Zhaohua Temple (昭化寺; ) was originally constructed during the rule of the Ming dynasty, and was frequently used as a place for public celebration. Located in Huai'an, Zhangjiakou, Hebei Province, China, the Zhaohua Temple extends to over 3,820 square meters. The Temple has various rooms with a variety of functions. The Temple consists of the Mahavira Hall, several gates, bell, drum towers, and sacred halls where devotees can still worship the traditional Chinese gods. The temple is most famous for its frescoes, which are said to have been painted by the folk artist Rén Cháo (Chinese: 任朝). The frescoes cover more than 150 square meters of the temple and feature more than 500 different characters. They refer to almost all of the central gods in Buddhism and Taoism. The temple has been declared a state-protected cultural relic.

== History ==

Construction of the temple began in 1397 during the time of the Ming dynasty with expansion and rebuilding occurring during Ming Zheng Tong's reign (AD 1436). This expansion transformed the temple into a spectacular Buddhist shrine, and earned it the name "Zhaohua Temple" in recognition of its architectural and spiritual significance.

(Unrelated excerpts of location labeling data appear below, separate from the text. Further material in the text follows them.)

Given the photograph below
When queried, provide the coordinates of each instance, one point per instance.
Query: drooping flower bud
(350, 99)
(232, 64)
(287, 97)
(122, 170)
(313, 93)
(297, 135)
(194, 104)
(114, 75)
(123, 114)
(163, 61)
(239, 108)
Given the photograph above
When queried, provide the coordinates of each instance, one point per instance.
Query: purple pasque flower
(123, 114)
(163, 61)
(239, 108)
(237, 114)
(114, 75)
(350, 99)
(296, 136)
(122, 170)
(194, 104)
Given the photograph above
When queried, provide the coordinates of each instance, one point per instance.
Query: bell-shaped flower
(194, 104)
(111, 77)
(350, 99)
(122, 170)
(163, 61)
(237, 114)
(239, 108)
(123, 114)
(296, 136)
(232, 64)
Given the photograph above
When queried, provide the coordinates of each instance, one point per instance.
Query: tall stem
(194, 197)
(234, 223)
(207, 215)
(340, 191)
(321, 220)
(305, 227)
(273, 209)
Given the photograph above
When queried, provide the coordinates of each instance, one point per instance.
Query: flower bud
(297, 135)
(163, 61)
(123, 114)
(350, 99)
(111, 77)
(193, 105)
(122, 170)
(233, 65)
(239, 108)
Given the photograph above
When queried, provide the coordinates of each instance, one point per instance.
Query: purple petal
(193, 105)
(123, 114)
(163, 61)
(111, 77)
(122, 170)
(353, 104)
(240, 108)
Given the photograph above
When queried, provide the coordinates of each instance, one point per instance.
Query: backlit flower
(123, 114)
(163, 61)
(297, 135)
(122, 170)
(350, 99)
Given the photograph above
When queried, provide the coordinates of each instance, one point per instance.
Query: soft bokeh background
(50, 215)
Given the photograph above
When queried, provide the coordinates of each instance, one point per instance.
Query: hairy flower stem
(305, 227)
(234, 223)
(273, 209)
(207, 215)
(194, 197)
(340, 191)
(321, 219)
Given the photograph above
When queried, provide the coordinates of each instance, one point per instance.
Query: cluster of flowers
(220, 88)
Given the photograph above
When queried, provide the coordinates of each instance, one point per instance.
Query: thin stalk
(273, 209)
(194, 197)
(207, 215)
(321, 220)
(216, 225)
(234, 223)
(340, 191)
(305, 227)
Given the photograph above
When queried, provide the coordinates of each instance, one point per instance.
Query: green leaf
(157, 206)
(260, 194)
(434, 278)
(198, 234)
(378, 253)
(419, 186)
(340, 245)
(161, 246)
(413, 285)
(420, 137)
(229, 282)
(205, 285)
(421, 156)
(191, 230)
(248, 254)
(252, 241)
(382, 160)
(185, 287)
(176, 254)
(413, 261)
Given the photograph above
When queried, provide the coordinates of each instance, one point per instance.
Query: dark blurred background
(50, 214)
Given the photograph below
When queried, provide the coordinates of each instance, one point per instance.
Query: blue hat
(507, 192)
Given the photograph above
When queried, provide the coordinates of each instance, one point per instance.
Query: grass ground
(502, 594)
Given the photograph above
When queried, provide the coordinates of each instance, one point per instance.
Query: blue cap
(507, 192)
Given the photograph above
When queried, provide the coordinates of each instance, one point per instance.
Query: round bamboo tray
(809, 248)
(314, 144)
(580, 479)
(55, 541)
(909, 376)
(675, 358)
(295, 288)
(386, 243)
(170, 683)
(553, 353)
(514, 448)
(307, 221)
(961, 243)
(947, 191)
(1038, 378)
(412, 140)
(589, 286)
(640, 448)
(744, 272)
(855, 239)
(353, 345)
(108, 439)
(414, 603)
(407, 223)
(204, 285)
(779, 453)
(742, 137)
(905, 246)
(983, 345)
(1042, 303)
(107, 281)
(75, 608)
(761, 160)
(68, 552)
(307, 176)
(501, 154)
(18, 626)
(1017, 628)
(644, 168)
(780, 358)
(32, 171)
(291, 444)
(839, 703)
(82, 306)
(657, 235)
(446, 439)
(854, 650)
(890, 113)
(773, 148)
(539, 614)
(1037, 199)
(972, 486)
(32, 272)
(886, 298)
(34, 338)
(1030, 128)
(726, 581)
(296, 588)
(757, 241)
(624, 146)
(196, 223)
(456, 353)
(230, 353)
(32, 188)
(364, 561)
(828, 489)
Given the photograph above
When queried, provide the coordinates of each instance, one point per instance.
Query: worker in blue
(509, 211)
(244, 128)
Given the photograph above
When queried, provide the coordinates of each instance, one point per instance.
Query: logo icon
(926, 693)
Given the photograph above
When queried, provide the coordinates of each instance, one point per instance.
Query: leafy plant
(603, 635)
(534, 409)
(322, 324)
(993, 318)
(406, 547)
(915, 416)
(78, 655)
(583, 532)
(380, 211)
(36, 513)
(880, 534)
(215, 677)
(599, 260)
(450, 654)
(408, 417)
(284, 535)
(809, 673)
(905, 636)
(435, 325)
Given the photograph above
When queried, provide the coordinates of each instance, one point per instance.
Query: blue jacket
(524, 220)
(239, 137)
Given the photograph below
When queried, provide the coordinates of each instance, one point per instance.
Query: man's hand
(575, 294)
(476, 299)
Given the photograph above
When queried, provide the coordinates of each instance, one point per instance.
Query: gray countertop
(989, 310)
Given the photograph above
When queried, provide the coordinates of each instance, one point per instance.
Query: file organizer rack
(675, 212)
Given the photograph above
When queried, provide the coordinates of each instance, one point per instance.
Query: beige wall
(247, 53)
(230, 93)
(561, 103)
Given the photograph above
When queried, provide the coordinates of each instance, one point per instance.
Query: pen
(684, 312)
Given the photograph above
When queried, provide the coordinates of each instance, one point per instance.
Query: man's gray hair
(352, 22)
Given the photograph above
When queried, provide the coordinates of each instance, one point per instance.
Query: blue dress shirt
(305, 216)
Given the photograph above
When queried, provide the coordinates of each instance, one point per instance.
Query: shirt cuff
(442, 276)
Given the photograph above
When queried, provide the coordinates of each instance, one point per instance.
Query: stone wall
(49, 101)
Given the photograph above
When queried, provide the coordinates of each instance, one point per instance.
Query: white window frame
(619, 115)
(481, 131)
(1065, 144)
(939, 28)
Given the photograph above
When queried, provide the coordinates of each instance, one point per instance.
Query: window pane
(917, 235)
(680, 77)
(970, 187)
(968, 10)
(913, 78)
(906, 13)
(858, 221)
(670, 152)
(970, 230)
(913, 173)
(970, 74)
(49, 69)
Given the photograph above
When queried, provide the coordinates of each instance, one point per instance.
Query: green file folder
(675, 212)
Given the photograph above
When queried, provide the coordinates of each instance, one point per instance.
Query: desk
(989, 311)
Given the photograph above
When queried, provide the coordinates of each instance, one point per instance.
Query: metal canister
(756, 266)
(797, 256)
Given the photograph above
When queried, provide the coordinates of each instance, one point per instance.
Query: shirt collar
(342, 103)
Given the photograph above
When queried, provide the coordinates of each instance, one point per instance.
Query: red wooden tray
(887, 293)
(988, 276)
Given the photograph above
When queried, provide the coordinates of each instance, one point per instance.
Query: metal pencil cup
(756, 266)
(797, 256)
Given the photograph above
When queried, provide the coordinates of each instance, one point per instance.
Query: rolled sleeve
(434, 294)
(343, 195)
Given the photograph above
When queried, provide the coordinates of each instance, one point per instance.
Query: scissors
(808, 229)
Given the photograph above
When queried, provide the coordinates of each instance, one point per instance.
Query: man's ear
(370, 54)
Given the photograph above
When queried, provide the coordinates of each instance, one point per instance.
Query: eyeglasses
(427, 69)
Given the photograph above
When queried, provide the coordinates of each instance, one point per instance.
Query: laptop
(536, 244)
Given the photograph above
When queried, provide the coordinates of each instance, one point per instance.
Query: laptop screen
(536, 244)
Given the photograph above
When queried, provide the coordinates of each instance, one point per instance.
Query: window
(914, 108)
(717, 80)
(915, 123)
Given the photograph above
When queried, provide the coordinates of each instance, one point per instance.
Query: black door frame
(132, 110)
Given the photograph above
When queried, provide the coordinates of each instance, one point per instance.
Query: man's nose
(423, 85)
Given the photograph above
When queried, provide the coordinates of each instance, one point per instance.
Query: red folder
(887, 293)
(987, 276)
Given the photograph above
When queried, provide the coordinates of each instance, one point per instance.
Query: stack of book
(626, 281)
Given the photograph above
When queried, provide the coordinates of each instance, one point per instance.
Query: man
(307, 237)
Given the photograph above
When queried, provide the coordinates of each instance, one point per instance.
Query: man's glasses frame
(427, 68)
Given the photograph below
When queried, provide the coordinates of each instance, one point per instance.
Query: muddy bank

The structure is made from a combination of stone and brick, but also includes magnificent wooden structures. The various halls, such as King Hall, are richly decorated with glass tiles, ridges, cornices and even gold. Within the 248.5 square meters of the main hall of the Zhaohua Temple building are a number of vast paintings of armoured generals such as Qin Shubao of the Tang dynasty and Yuchi Gong. The rear wall of the Hall is over 36 square meters and painted with murals in the form of comics, vividly portraying characters from Buddhism, Taoism, Confucianism gods, and the human Empress Baiguan.

In 1930, a Norwegian painter discovered the Zhaohua Temple mural and made copies of all the murals.